A widow has blasted government pension changes for making her life “absolute hell” after the death of her husband.
Ann Erskine, from Cowdenbeath, was one of hundreds of 50s-born Fife women who attended public meetings organised by Kirkcaldy and Cowdenbeath Labour MP Lesley Laird to raise awareness of pension injustice.
Many who assumed they would receive a state pension when they reached 60 were left in financial limbo after the government suddenly raised the age of eligibility to 65/66.
Ann lost her 73-year-old husband George in 2014 and was told just three days later to sign on at the Job Centre and look for work.
She said: “It was absolute hell. I lost my husband, I had no money, I lost my home.
“I had given up my job nine years earlier to care for my husband but because he was over 65 years-old, I was entitled to no carers’ allowance and when he died, because I had a small private pension, I was entitled to no benefits.
“I’d paid 44 years of National Insurance since leaving school but that didn’t count when it mattered most.
“I was just a number to them, I wasn’t a human being.”
Ann, then aged 61, was forced to rack up thousands of pounds of debt to make ends meet, eventually leading to an Individual Voluntary Arrangement (IVA) which left her unable to seek credit for several years.
She said: “It was purgatory.
“I didn’t get any sleep at all, and the constant financial worry played havoc with my mental and physical health.
“I now have an aneurism in my brain and had a mini-stroke due to stress.

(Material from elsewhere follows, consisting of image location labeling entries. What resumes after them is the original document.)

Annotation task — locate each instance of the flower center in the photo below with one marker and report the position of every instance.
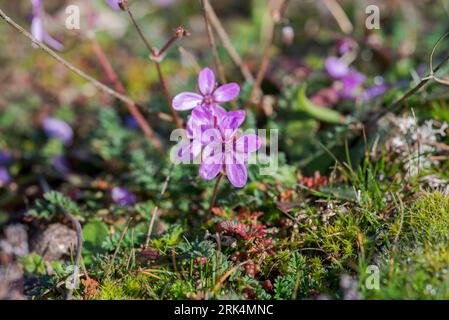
(208, 100)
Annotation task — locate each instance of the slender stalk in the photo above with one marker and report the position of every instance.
(227, 43)
(373, 120)
(214, 195)
(97, 84)
(139, 31)
(154, 55)
(276, 16)
(340, 16)
(118, 247)
(210, 36)
(156, 208)
(112, 76)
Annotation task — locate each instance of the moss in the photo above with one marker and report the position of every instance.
(417, 267)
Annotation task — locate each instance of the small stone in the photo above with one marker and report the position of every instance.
(56, 241)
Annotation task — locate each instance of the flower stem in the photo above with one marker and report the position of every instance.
(112, 76)
(156, 208)
(154, 54)
(214, 195)
(212, 44)
(97, 84)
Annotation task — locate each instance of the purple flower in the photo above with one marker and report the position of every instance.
(58, 129)
(210, 95)
(123, 196)
(5, 158)
(114, 4)
(131, 123)
(351, 84)
(60, 164)
(5, 178)
(375, 90)
(38, 28)
(336, 67)
(227, 150)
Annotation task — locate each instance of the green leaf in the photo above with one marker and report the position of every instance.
(94, 233)
(320, 113)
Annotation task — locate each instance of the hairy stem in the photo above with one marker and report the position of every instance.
(112, 76)
(97, 84)
(279, 7)
(214, 195)
(210, 36)
(154, 54)
(227, 43)
(156, 208)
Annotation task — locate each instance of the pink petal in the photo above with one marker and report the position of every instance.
(202, 115)
(209, 171)
(237, 174)
(37, 28)
(248, 143)
(231, 122)
(219, 112)
(206, 81)
(212, 161)
(227, 92)
(186, 101)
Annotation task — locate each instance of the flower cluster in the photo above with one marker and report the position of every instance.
(213, 130)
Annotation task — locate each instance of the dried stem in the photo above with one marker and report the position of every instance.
(118, 247)
(139, 31)
(112, 76)
(79, 247)
(339, 15)
(156, 208)
(214, 195)
(276, 16)
(210, 36)
(227, 44)
(155, 55)
(97, 84)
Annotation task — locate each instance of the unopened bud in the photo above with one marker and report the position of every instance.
(288, 35)
(181, 32)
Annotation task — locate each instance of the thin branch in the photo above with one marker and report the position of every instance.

It’s the cumulative impact.
“I had to go and ask my mum and dad for money – that was my last resort – and I’ll be forever grateful to them, but no-one in their 60s should be asking parents for money.

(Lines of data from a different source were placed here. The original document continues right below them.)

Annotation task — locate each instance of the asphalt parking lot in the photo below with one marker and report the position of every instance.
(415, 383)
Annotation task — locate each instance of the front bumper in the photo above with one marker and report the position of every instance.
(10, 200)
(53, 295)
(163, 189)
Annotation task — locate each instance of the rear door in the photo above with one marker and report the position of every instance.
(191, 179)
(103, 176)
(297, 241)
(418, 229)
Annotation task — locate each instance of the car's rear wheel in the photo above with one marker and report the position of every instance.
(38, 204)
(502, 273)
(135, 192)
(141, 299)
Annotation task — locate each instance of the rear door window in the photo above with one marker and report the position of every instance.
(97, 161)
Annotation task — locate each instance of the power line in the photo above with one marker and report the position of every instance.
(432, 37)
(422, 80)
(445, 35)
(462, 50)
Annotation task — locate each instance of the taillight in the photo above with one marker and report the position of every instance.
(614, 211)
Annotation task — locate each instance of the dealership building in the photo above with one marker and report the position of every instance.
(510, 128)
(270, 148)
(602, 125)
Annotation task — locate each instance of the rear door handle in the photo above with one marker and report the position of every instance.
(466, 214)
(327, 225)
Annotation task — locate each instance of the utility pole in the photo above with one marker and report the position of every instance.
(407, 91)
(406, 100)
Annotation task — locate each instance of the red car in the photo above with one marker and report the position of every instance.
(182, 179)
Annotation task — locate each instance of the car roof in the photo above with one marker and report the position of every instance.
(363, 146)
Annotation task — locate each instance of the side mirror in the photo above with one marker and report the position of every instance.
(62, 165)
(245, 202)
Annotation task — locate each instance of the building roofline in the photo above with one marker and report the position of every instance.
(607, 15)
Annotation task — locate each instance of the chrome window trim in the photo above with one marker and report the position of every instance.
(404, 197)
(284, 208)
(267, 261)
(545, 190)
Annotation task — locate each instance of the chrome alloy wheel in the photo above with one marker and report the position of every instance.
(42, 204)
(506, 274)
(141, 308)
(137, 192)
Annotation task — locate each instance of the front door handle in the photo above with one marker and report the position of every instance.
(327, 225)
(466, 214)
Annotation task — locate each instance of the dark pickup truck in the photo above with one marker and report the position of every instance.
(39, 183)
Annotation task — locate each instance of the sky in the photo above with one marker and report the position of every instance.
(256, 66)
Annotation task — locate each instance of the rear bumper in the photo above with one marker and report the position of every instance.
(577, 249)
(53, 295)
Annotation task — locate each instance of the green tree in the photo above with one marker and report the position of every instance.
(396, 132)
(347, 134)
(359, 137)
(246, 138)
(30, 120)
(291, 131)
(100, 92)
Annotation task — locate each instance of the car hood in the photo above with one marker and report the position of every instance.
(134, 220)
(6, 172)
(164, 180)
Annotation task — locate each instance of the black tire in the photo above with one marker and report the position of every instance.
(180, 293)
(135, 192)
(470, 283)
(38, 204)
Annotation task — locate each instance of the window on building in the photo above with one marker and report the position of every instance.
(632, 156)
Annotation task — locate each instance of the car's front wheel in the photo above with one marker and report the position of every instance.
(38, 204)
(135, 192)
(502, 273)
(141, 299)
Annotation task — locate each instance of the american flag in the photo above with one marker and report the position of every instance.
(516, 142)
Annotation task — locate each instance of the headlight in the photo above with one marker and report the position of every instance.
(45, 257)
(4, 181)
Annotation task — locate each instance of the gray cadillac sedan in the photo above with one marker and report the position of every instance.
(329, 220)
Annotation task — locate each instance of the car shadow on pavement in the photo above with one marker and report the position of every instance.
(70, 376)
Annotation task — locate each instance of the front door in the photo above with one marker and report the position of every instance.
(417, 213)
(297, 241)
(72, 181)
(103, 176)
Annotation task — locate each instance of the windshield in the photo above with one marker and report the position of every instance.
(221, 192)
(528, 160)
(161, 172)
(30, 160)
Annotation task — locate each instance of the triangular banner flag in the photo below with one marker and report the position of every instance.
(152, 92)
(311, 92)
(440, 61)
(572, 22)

“This is the kind of poverty this government puts women through who have worked all their lives.”
According to Mrs Laird MP, state pension age changes have impacted around 5,500 women in the Kirkcaldy and Cowdenbeath constituency.
The MP is currently helping set up a local branch for the Women Against State Pension Injustice (WASPI) campaign and is urging more women to lodge a complaint with the DWP.
She said: “Ann has bravely spoken out about her own experience in a bid to reach out to others and raise awareness, and I hope when people read her story they understand how inhumane these changes are.
“People think the welfare state is a safety net for people in times of need but, cruelly, too many women they discover they are entitled to nothing – despite the fact that many have worked all their lives, raised children and cared for their parents.
“A judicial review, launched by the Back to 60 campaign, is currently considering whether the pension age changes were unlawful and a verdict is expected to be reached soon.
“I would urge everyone affected, therefore, to lodge a complaint with the DWP now. My office would be happy to offer advice on this.”
Mrs Laird is also urging pensioners to claim Pension Credit payments after it emerged that nearly 2,200 older people are not claiming an estimated £5.7m in the constituency each year.
A DWP spokesman said: “The government decided more than 20 years ago that it was going to make the state pension age the same for men and women as a long-overdue move towards gender equality, and this has been clearly communicated.
“We need to raise the age at which all of us can draw a state pension so it is sustainable now and for future generations.”
The DWP says that means-tested support is available, if needed, for anyone experiencing difficulty.